WIG20 (of Warsaw) gained 0.61 per cent – climbing from 2009.73 index points (Thursday) to 2021.99 index points (Friday). From year-end it lost 12.69 per cent.

OMXT (of Tallinn) grew by 0.32 per cent. On Friday it closed at 881.56 index points. On Thursday – at 878.71 index points. From year-end it’s up 16.76 per cent.

OMXR (of Riga) increased from 599.60 index points (Thursday) to 601.33 index points (Friday), being up 0.29 per cent d/d and 47.37 per cent from year-end.

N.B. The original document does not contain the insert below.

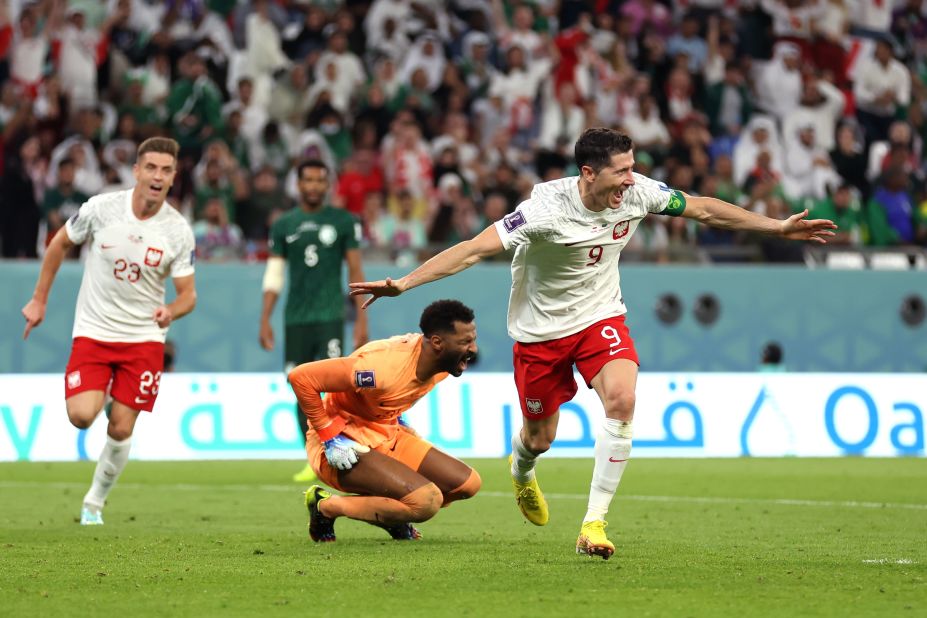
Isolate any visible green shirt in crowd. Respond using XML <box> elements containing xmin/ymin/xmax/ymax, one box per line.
<box><xmin>270</xmin><ymin>206</ymin><xmax>361</xmax><ymax>325</ymax></box>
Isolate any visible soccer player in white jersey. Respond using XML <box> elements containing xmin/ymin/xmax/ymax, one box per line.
<box><xmin>350</xmin><ymin>128</ymin><xmax>836</xmax><ymax>559</ymax></box>
<box><xmin>23</xmin><ymin>137</ymin><xmax>196</xmax><ymax>525</ymax></box>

OMXV (of Vilnius) was up 0.26 per cent, climbing from 484.30 index points Thursday to 485.54 index points Friday. From year-end it’s up 7.32 per cent.

SAX (of Bratislava) is drops again. This time by 1.62 per cent (after Thursday’s 0.06 per cent). It fell from 301.57 index points Thursday to 296.67 index points Friday. But from year-end it’s up 33.44 per cent.

SOFIX (of Sofia) lost 0.57 per cent on Friday – decreasing to 440.04 index points (from 442.55 index points). From year-end it lost 15.72 per cent.

UX (of Kyiv) grew by 2.49 per cent (after gaining 2.18 per cent on Thursday). It increased from 685.31 index points Thursday to 702.35 index points Friday. From year-end it lost 32.03 per cent.

CROBEX (of Zagreb Stock Exchange) lost 0.08 per cent on Friday, November 20th, ending at 1693.68 index points compared with Thursday’s 1695.03 index points. From year-end it dropped by 2.97 per cent.